She said

When I published my story about the #MeToo movement and the changes it has produced for our generation, I was nervous. It wasn’t because the topic of sexual misconduct makes people uncomfortable, but because the movement has become so highly controversial in our society that I was worried about the reaction my story would receive.

If just publishing a story about sexual assault was nerve-wracking for me, I couldn’t imagine how victims of sexual assault must feel when they talk about their experiences.

But while the #MeToo movement has created controversy, it also has brought forth conversation. And conversation is exactly what my generation needs if we want to educate each other about the relevance of sexual misconduct today.

When the topic of #MeToo is mentioned in class, it always receives mixed responses. Half of the class makes jokes or ignores the conversation while the rest attempt to either educate themselves on the movement or discuss the changes it has provoked.

However, I know that not all people have negative attitudes toward the movement. A lot of males I know have a good understanding of what is crossing the line in terms of actions or jokes. For them, #MeToo is a movement that has raised their awareness in how they act toward women.

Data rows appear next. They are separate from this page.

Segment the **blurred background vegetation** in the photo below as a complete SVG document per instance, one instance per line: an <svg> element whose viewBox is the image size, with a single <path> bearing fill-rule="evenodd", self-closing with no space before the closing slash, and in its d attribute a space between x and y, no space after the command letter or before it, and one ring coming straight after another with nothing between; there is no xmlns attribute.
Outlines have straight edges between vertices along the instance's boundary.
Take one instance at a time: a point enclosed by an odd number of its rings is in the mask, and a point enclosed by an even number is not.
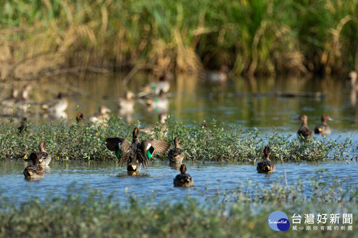
<svg viewBox="0 0 358 238"><path fill-rule="evenodd" d="M358 69L358 0L3 0L1 79L226 64L236 74Z"/></svg>

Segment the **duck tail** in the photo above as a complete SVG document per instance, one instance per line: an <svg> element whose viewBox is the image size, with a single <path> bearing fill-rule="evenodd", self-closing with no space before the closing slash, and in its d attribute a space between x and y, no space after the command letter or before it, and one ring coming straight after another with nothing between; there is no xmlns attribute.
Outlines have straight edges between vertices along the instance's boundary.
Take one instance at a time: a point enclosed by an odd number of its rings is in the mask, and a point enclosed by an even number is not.
<svg viewBox="0 0 358 238"><path fill-rule="evenodd" d="M264 166L264 168L262 168L262 170L265 171L265 172L268 172L271 170L271 167L270 165L265 165Z"/></svg>

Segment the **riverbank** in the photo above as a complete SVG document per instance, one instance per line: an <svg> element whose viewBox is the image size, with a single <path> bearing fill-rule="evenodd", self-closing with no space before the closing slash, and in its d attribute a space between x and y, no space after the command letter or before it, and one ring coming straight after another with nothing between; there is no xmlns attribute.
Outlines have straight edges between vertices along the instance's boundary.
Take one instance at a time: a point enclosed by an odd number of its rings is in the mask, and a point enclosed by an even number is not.
<svg viewBox="0 0 358 238"><path fill-rule="evenodd" d="M3 1L0 75L34 80L124 68L345 74L358 65L358 1ZM198 10L200 10L198 11Z"/></svg>

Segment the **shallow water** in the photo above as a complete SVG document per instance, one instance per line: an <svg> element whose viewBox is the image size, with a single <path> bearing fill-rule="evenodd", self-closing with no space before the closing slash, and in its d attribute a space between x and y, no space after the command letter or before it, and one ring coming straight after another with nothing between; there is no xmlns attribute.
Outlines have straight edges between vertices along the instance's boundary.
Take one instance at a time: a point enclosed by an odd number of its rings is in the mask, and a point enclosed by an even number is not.
<svg viewBox="0 0 358 238"><path fill-rule="evenodd" d="M30 103L36 113L28 117L43 119L43 111L38 110L38 103L53 98L59 91L63 91L69 99L66 110L69 119L73 120L78 112L83 112L85 118L88 118L97 112L101 105L112 110L110 116L120 115L117 99L123 97L128 89L139 92L143 85L153 80L152 75L138 73L124 84L121 79L125 75L93 74L87 75L85 80L69 75L43 79L38 85L34 86ZM224 84L209 85L194 76L178 75L171 81L168 112L187 124L206 120L210 127L215 118L218 123L239 124L248 130L257 128L260 132L271 133L275 128L287 134L296 133L301 122L294 119L300 114L307 114L308 126L313 129L320 124L321 115L328 114L334 119L329 121L332 137L349 133L355 136L358 130L357 98L351 98L352 94L345 80L338 77L251 80L234 77ZM278 97L275 94L317 91L325 97ZM148 112L147 109L136 101L129 121L139 120L148 124L157 122L157 112ZM51 117L47 119L53 120Z"/></svg>
<svg viewBox="0 0 358 238"><path fill-rule="evenodd" d="M43 112L38 109L38 103L53 98L59 91L69 99L66 112L72 120L78 112L83 112L85 117L88 118L101 105L106 105L113 110L110 116L117 116L120 112L117 98L122 97L127 89L138 92L141 86L152 80L152 76L138 74L124 85L121 80L124 76L90 75L85 80L69 76L43 79L38 86L34 87L32 92L31 108L35 113L27 117L34 121L53 120L44 118ZM308 126L313 129L315 125L320 123L320 116L326 113L334 119L329 121L332 135L329 137L336 139L342 135L341 140L344 140L352 135L355 143L358 139L357 99L351 98L352 95L345 87L344 80L233 78L222 85L208 85L195 77L178 76L171 82L168 112L187 124L200 124L205 120L210 127L215 118L217 123L239 124L246 130L257 128L262 135L277 130L282 134L292 134L292 137L296 137L301 124L294 120L299 114L308 115ZM275 94L278 91L321 91L325 97L278 97ZM131 121L140 120L151 124L157 121L157 113L148 112L137 101L131 117ZM66 195L69 193L69 188L76 190L84 185L100 189L105 194L113 193L120 198L133 193L143 197L154 192L156 198L160 199L180 199L187 194L203 199L203 194L212 195L230 191L240 184L245 187L248 179L254 184L259 183L262 189L278 180L283 186L285 170L287 184L296 184L299 180L307 188L304 193L309 196L308 186L312 183L309 179L315 176L318 168L327 169L320 179L323 183L330 184L334 177L338 176L342 186L355 185L358 177L357 163L285 163L278 164L276 172L267 175L257 173L255 166L248 164L186 162L187 172L194 179L194 188L185 189L173 188L173 179L179 171L165 162L152 163L150 167L142 170L139 176L129 176L126 168L117 168L115 162L52 161L44 179L28 181L22 174L25 166L23 162L0 161L0 188L3 194L14 195L20 200L31 195ZM254 189L253 186L250 189Z"/></svg>
<svg viewBox="0 0 358 238"><path fill-rule="evenodd" d="M27 181L22 174L25 163L3 161L0 161L0 190L3 195L16 198L17 202L33 196L40 199L66 196L83 187L99 189L105 195L113 194L120 198L133 195L150 197L154 193L158 201L169 198L178 201L186 195L203 200L205 196L228 192L239 185L249 191L268 189L273 183L285 186L285 171L287 184L296 184L299 181L306 196L310 195L310 177L317 176L315 173L317 168L327 169L320 173L320 182L329 186L336 176L341 181L343 188L355 184L358 179L357 163L350 161L350 164L345 161L285 163L277 164L276 172L271 174L259 174L255 166L248 164L186 162L186 165L187 173L194 179L194 188L173 187L173 179L179 171L163 161L151 163L136 176L129 175L125 168L118 168L114 161L52 161L43 179ZM253 185L259 184L258 188L255 188L255 186L247 186L248 180Z"/></svg>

For the majority of women, #MeToo has emerged as a platform to rely on in the case that they experience sexual misconduct. It has even aided in ending their ignorance about cases of sexual harassment and assault that males experience and the public fails to recognize.

But society still has a long way to go if we want to end the stigma around sexual assault and make our world a safer place for victims to come forward.

Even in the thick of the #MeToo movement, I can’t say that if I were to be sexually harassed or assaulted, I would be confident enough to tell someone.

In that situation, I would want to report the incident, but I would never want other students to find out because of the fear that I would be judged and criticized.

Admitting to being sexually assaulted is a vicious cycle, and it’s part of the ongoing reason why society continues struggling to believe survivors and why victims don’t disclose their experiences.

Just scrolling through Twitter when a breaking story comes out about sexual assault will show anyone that victims are still shamed and degraded for speaking out. Women are labeled as dishonest and accused of ruining their attackers’ reputations as a result of coming forward.

I understand that the default action is to jump to the defense of an accused celebrity or politician. But that’s not fair to the victims who are telling the truth in hopes of stopping the cycle.

It is alarming for other survivors to see that they might receive similar reactions if they come forward, discouraging and forcing them to wait long stretches of time before telling anyone.

By the time victims feel secure enough to speak out, years have passed, and they are once again labeled as liars for not reporting the incident sooner.

Women have already struggled for decades to feel as though coming forward was socially acceptable. We have to break the cycle somehow.

I should not be uncomfortable publishing a story or talking to others about sexual misconduct.

I should not be afraid to walk to my car alone at night.

I should not have to change what I wear out of fear that I will be blamed for another person’s actions.

I should not have to read about rapists who got off on three-month sentences and are sympathized with by the public because of their “mistake” as a teenager.

Women should not be afraid to speak out because they fear retaliation. Men should not be afraid to speak out because society says they aren’t supposed to convey emotion or show pain.

Those who carry out sexual crimes should receive consequences and the victims deserve justice.

We should be encouraging all people to speak up and talk about their experiences. If we want to end the stereotypes about sexual misconduct that linger in the back of our minds whenever a new survivor joins the #MeToo movement, we must make discussion feel normal.

Sexual misconduct wasn’t considered a major issue until movements of the 1970’s drew attention to the cause and contributed to the passage of rape shield laws. This time period was crucial in developing the idea that rape can be used as a way to exert power over victims.

Historically, this conversation has been the only thing that has helped advance our society into one that believes in victims, and it has proven its significance in creating progress.

At times, the #MeToo movement can be perceived as a movement with the purpose of stemming a hatred toward men or encouraging women to act immaturely toward them. Not only is this an inaccurate representation of the movement’s intentions, but it makes the topic of sexual misconduct a hard issue to tackle.

The real motive of the #MeToo movement is to provide a platform for victims of sexual harassment and assault to unite together and fight for recognition that sexual misconduct is an everyday reality for men and women.

Sexual misconduct is uncomfortable to talk about, but it is necessary in order to end the stigma around it.